Pertunjukan resital duo piano itu dibuka dengan karya Franz Schubert berjudul Fantasie in F minor, D.940. Mereka memainkannya dengan duet piano. Setelah itu, keduanya menyuguhkan komposisi karya Samuel Barber: Souvenirs, Op. 28. Dua pianis itu memainkannya dengan teknik empat tangan. Mereka berdua duduk berdampingan dan hanya memainkan satu piano di depan mereka. Edward bermain pada wilayah nada tinggi, sedangkan Stephanie pada wilayah rendah.
Enam bagian karya Barber mereka lantunkan sesuai dengan pesan emosi dalam lagu tersebut, seperti salah satu bagian yang berjudul Galop. Lagu yang riang dan mengentak-entak itu dimainkan dengan ekspresi penuh semangat. Produksi nadanya juga sangat jelas. Akan halnya bagian lainnya, Schottische, mereka mainkan dengan sangat lembut dan terukur.
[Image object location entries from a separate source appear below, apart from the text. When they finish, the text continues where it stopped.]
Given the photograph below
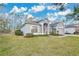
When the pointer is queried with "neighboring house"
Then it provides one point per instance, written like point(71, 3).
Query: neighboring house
point(58, 27)
point(42, 27)
point(71, 29)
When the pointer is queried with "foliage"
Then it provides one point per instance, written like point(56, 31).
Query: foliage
point(29, 35)
point(18, 32)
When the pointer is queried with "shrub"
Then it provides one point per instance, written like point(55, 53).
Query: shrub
point(76, 32)
point(29, 35)
point(18, 32)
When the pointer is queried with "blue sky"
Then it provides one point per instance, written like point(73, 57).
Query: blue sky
point(37, 9)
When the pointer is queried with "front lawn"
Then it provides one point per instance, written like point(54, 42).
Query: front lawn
point(41, 45)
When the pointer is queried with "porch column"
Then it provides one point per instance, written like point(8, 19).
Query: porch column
point(48, 29)
point(42, 29)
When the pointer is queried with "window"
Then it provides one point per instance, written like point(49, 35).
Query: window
point(34, 29)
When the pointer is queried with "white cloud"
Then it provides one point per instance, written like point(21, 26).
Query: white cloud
point(29, 15)
point(25, 13)
point(63, 13)
point(15, 9)
point(51, 16)
point(53, 7)
point(37, 8)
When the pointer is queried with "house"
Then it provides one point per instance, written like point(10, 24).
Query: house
point(42, 27)
point(72, 28)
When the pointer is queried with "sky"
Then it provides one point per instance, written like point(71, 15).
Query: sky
point(38, 10)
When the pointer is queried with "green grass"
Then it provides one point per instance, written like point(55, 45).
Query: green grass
point(11, 45)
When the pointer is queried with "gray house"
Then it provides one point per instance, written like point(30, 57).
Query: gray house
point(42, 27)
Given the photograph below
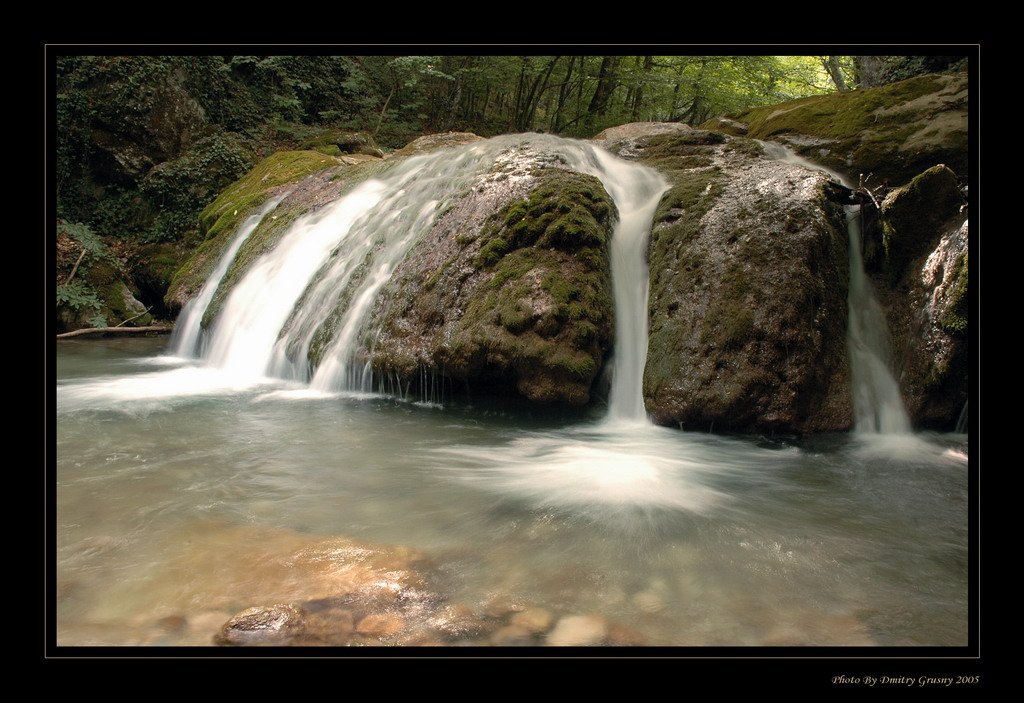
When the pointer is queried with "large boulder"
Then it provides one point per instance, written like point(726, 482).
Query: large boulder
point(94, 289)
point(218, 222)
point(894, 131)
point(928, 312)
point(748, 300)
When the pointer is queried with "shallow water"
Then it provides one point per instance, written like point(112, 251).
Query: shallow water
point(167, 472)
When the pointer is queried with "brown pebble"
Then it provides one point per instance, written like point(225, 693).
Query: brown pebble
point(172, 623)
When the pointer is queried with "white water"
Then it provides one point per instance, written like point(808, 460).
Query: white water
point(877, 400)
point(317, 286)
point(185, 341)
point(636, 191)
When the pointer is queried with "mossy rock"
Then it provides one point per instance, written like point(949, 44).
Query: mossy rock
point(334, 142)
point(748, 296)
point(152, 270)
point(220, 219)
point(912, 216)
point(893, 131)
point(954, 320)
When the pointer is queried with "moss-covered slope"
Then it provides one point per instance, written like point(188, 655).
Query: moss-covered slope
point(748, 291)
point(894, 131)
point(510, 292)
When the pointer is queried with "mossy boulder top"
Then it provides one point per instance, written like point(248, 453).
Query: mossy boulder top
point(748, 289)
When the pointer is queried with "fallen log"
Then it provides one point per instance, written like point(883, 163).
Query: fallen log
point(153, 328)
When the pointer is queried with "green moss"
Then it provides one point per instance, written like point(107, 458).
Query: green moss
point(954, 320)
point(566, 211)
point(729, 322)
point(744, 145)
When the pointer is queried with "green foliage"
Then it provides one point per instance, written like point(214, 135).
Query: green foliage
point(954, 320)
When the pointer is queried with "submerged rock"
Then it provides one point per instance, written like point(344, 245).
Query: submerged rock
point(748, 291)
point(536, 620)
point(579, 630)
point(912, 216)
point(509, 291)
point(381, 625)
point(218, 221)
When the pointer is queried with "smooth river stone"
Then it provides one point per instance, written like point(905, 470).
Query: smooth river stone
point(537, 620)
point(380, 625)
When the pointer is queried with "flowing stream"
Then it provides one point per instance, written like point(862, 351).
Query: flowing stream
point(185, 481)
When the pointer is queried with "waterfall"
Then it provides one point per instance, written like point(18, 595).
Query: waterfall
point(877, 400)
point(185, 341)
point(310, 296)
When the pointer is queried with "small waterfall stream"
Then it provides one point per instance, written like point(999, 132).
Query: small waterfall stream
point(878, 403)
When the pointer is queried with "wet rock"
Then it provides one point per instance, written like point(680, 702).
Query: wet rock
point(262, 625)
point(501, 606)
point(929, 323)
point(265, 565)
point(381, 625)
point(648, 602)
point(893, 131)
point(510, 290)
point(331, 625)
point(726, 126)
point(912, 216)
point(579, 630)
point(219, 220)
point(621, 635)
point(337, 143)
point(512, 635)
point(748, 292)
point(536, 620)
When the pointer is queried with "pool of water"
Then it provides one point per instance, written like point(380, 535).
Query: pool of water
point(174, 481)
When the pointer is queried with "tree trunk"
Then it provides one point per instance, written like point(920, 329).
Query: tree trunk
point(648, 63)
point(563, 92)
point(154, 328)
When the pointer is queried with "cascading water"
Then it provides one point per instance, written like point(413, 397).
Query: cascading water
point(877, 400)
point(315, 289)
point(636, 191)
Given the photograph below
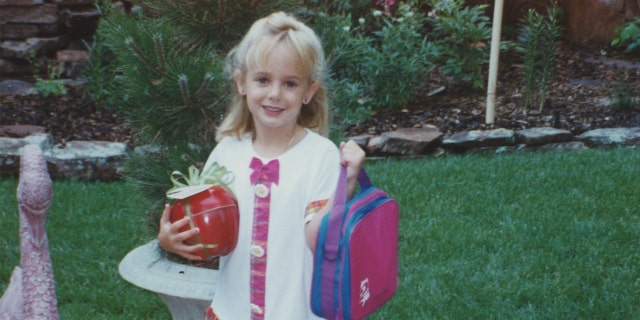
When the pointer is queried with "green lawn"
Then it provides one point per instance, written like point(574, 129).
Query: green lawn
point(521, 236)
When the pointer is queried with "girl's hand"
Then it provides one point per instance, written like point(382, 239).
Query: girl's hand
point(171, 240)
point(351, 156)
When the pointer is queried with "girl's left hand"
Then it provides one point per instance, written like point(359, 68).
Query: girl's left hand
point(351, 156)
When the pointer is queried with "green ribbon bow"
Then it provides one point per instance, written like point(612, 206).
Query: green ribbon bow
point(214, 174)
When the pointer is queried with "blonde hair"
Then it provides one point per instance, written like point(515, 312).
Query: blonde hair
point(265, 35)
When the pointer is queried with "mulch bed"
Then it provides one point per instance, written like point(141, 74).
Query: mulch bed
point(578, 100)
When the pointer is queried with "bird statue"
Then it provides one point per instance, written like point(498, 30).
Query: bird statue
point(31, 294)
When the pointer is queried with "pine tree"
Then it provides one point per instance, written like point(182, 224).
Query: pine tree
point(173, 89)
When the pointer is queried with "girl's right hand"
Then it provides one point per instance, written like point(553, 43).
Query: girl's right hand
point(171, 239)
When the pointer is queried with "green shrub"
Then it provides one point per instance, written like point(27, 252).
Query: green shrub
point(626, 96)
point(461, 34)
point(377, 64)
point(52, 85)
point(101, 71)
point(628, 35)
point(538, 40)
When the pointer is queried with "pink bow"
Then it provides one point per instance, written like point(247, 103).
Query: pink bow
point(265, 173)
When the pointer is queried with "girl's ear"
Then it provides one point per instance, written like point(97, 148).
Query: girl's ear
point(313, 88)
point(239, 79)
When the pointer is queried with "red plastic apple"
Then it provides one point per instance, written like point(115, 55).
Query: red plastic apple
point(215, 212)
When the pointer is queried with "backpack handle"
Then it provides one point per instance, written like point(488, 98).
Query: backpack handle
point(338, 214)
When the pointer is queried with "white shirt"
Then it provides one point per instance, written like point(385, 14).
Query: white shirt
point(308, 172)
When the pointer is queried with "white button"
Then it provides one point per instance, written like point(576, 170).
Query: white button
point(256, 309)
point(257, 251)
point(261, 190)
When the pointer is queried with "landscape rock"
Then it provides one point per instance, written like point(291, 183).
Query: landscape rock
point(611, 137)
point(543, 135)
point(104, 161)
point(412, 141)
point(11, 149)
point(561, 146)
point(476, 139)
point(11, 87)
point(87, 160)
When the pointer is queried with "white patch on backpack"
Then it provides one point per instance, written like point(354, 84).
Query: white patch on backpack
point(364, 291)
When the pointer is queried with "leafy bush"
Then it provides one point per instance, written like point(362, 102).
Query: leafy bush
point(101, 72)
point(538, 40)
point(51, 85)
point(461, 35)
point(628, 35)
point(378, 63)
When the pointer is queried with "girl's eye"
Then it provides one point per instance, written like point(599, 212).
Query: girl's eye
point(291, 84)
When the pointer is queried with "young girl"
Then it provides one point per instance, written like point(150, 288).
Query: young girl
point(286, 171)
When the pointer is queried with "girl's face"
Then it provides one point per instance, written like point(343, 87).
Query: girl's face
point(276, 91)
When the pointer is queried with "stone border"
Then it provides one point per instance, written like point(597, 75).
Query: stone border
point(104, 161)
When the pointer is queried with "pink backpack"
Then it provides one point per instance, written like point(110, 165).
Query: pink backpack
point(356, 260)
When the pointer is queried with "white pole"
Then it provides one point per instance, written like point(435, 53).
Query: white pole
point(493, 63)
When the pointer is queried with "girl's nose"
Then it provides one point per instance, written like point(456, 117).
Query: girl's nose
point(275, 91)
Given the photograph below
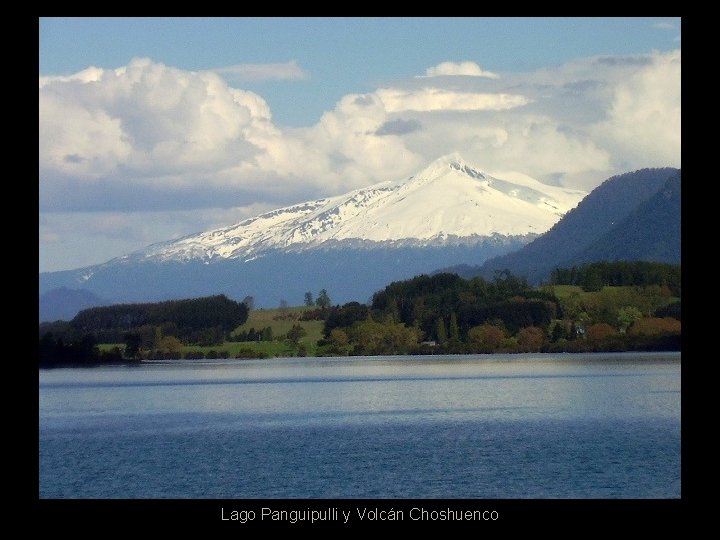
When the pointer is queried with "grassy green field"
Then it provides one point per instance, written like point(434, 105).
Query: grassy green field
point(282, 320)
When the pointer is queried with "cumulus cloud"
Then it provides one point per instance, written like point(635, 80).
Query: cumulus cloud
point(642, 126)
point(263, 72)
point(148, 152)
point(438, 99)
point(398, 127)
point(453, 69)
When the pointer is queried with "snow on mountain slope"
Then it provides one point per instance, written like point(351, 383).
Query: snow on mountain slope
point(448, 200)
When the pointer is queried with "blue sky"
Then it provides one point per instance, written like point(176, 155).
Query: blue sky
point(342, 55)
point(192, 123)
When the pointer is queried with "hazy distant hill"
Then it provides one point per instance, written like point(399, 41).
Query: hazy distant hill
point(352, 245)
point(63, 303)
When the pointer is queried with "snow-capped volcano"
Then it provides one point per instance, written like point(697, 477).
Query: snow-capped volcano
point(446, 202)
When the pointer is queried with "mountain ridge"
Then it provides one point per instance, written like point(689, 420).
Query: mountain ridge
point(606, 225)
point(446, 201)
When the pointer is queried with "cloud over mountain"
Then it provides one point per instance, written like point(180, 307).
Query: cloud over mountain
point(150, 138)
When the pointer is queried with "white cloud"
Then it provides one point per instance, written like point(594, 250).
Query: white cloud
point(263, 72)
point(468, 69)
point(438, 99)
point(642, 127)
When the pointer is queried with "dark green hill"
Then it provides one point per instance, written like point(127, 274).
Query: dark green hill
point(633, 216)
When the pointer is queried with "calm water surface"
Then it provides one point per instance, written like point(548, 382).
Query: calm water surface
point(515, 426)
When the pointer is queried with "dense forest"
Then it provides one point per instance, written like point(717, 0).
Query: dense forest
point(162, 326)
point(624, 306)
point(609, 306)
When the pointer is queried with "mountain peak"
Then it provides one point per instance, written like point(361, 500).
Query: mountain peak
point(452, 161)
point(448, 201)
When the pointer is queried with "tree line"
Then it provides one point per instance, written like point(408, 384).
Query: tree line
point(446, 313)
point(595, 276)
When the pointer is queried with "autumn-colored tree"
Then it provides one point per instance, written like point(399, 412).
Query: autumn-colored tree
point(627, 315)
point(599, 331)
point(170, 344)
point(485, 337)
point(652, 326)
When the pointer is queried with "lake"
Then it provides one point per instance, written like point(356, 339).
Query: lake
point(470, 426)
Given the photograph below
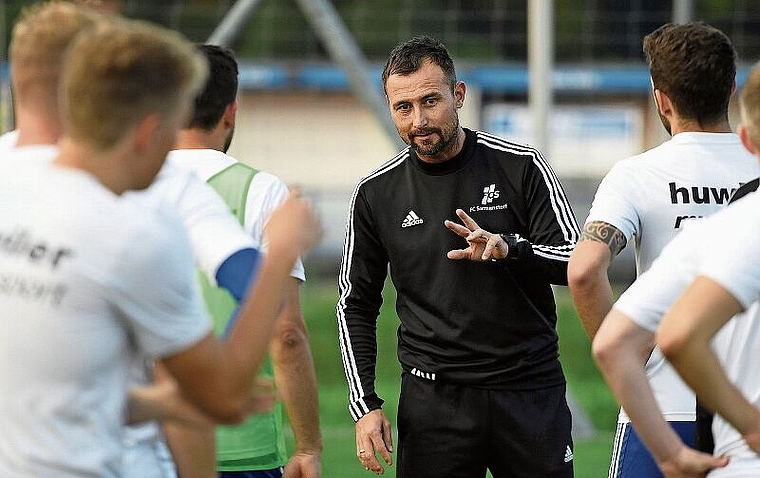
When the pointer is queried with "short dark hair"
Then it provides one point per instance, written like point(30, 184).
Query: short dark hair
point(695, 65)
point(409, 56)
point(220, 89)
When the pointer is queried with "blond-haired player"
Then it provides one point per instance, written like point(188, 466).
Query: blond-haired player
point(93, 278)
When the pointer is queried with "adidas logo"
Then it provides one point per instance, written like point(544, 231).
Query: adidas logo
point(568, 454)
point(411, 219)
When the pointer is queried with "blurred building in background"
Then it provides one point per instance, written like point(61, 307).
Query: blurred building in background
point(299, 119)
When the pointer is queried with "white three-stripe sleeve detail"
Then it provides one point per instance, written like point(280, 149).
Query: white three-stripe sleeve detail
point(357, 406)
point(559, 202)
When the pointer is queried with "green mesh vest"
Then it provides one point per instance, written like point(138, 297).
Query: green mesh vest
point(257, 443)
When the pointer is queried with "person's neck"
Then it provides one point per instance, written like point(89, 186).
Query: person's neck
point(195, 138)
point(103, 165)
point(446, 155)
point(37, 128)
point(691, 126)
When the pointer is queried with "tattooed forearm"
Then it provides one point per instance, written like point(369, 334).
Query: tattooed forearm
point(606, 234)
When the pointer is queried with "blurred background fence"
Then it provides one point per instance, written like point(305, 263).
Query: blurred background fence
point(301, 120)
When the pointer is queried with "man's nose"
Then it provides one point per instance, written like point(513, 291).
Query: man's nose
point(420, 118)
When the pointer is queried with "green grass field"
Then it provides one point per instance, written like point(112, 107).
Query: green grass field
point(319, 298)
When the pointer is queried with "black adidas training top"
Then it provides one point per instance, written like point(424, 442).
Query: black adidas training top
point(484, 324)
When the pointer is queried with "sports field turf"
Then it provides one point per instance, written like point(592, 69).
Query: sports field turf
point(319, 297)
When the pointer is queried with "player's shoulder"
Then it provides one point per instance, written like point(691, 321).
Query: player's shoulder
point(493, 142)
point(378, 176)
point(267, 180)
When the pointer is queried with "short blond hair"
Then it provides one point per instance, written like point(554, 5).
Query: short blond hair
point(749, 104)
point(121, 71)
point(40, 38)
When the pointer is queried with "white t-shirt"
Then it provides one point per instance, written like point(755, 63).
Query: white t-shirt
point(650, 197)
point(8, 140)
point(266, 193)
point(215, 234)
point(89, 280)
point(724, 248)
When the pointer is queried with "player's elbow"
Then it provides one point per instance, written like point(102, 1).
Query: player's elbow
point(605, 349)
point(289, 337)
point(583, 275)
point(672, 345)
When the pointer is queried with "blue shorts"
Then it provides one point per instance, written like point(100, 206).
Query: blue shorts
point(276, 473)
point(630, 457)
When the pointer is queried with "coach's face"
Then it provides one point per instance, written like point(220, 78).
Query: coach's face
point(424, 110)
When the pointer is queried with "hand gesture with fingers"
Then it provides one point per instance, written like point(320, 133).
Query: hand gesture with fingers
point(294, 224)
point(373, 435)
point(690, 463)
point(482, 245)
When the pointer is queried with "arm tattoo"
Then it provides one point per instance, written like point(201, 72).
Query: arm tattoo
point(600, 231)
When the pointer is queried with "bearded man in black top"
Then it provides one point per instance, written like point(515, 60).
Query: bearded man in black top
point(482, 387)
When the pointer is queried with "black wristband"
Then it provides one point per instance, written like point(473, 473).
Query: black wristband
point(511, 240)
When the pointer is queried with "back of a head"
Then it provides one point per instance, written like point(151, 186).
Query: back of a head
point(695, 65)
point(39, 41)
point(220, 89)
point(121, 71)
point(750, 104)
point(409, 56)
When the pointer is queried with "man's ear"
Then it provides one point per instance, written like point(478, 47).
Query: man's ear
point(230, 112)
point(145, 132)
point(743, 133)
point(664, 106)
point(459, 93)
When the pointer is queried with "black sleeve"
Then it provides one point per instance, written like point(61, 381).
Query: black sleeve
point(553, 230)
point(360, 282)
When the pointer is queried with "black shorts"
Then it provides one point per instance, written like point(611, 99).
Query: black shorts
point(459, 432)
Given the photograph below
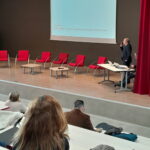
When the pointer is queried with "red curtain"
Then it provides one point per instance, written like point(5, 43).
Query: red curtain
point(142, 80)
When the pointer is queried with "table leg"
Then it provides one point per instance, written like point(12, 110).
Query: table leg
point(56, 74)
point(106, 79)
point(24, 70)
point(123, 75)
point(61, 72)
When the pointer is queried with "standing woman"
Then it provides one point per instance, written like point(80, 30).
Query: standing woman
point(43, 128)
point(126, 49)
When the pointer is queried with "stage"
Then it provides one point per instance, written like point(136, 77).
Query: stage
point(81, 83)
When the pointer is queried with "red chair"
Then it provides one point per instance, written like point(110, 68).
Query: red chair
point(62, 59)
point(79, 62)
point(101, 60)
point(45, 58)
point(23, 55)
point(4, 56)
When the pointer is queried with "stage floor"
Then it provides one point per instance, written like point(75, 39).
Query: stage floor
point(81, 83)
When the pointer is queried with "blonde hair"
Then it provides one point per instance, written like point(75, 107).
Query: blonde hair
point(44, 127)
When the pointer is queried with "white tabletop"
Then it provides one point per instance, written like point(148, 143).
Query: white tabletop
point(59, 68)
point(120, 68)
point(31, 65)
point(82, 139)
point(3, 106)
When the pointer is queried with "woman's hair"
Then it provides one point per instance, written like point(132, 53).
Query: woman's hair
point(43, 127)
point(14, 96)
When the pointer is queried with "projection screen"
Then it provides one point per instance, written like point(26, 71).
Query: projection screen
point(83, 20)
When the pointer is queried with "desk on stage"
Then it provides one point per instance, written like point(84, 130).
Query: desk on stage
point(119, 68)
point(3, 106)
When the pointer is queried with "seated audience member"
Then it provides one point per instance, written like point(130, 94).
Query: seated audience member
point(14, 103)
point(43, 127)
point(103, 147)
point(77, 116)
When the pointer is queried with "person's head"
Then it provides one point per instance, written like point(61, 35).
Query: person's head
point(43, 127)
point(79, 104)
point(126, 41)
point(14, 96)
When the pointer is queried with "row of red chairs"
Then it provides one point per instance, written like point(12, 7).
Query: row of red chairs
point(24, 55)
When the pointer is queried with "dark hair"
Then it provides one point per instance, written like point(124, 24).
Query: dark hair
point(78, 103)
point(44, 127)
point(14, 96)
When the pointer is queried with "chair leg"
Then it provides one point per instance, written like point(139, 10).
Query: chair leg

Selanjutnya, mereka memainkan komposisi Petrushka milik komponis Rusia Igor Stravinsky dan karya F. Poulenc berjudul Sonata. Ada dua komposisi lagi yang mereka mainkan: Scaramouche, Op. 165b karya Darius Milhaud dan Variation on Theme by Paganini karya Lutoslawski. "Lagu itu kami pilih karena tidak terlalu berat. Tentu disesuaikan dengan audiens di sini," ujar Edward seusai pertunjukan. Sebelumnya repertoar ini juga telah dimainkan pada konser amal di Australia bulan lalu.
Ya, kedua pianis itu memang telah mempunyai cukup banyak pengalaman di sejumlah pentas. Edward, pianis asal Australia, pernah unjuk kemampuan dengan The Prague Philharmonic, The Sydney Symphony, Melbourne Symphony, ataupun West Australian Symphony. Adapun Stephanie saat berusia 14 tahun sudah mendapatkan penghargaan Licentiate of the Royal School of Music Diploma. Ia juga pernah unjuk kemampuan pada Aspen Music Festival pada 1998, 2003, dan 2004.
Dua pianis yang kini telah bertunangan itu mencoba duet piano pertama kali ketika mereka sama-sama belajar di Manhattan School of Music, New York, Amerika Serikat. Pada 2008, mereka menggelar konser perdana untuk duo piano. Tentu tidak gampang merintis duet semacam itu dibanding bermain solo: bagaimana mereka menekan ego masing-masing dan menyamakan frekuensi sehingga permainan nantinya tidak timpang. "Kami sama-sama keras kepala. Tapi akhirnya kami bisa berkolaborasi dan saling melengkapi. Kami menemukan jiwa dalam duet itu," kata Stephanie menjelaskan.
Pada akhirnya, karakter permainan mereka terlihat sangat energetik. Meskipun begitu, energi yang mereka keluarkan sangat terukur sesuai dengan karakter lagu yang dimainkan, seperti yang mereka suguhkan dalam konser malam itu.
Pertunjukan kemudian ditutup dengan Hungarian Dance karya Brahms yang diaransemen ulang untuk piano. Mulanya lagu itu untuk vokal dengan iringan orkestra. Repertoar ini dimainkan dengan teknik piano empat tangan.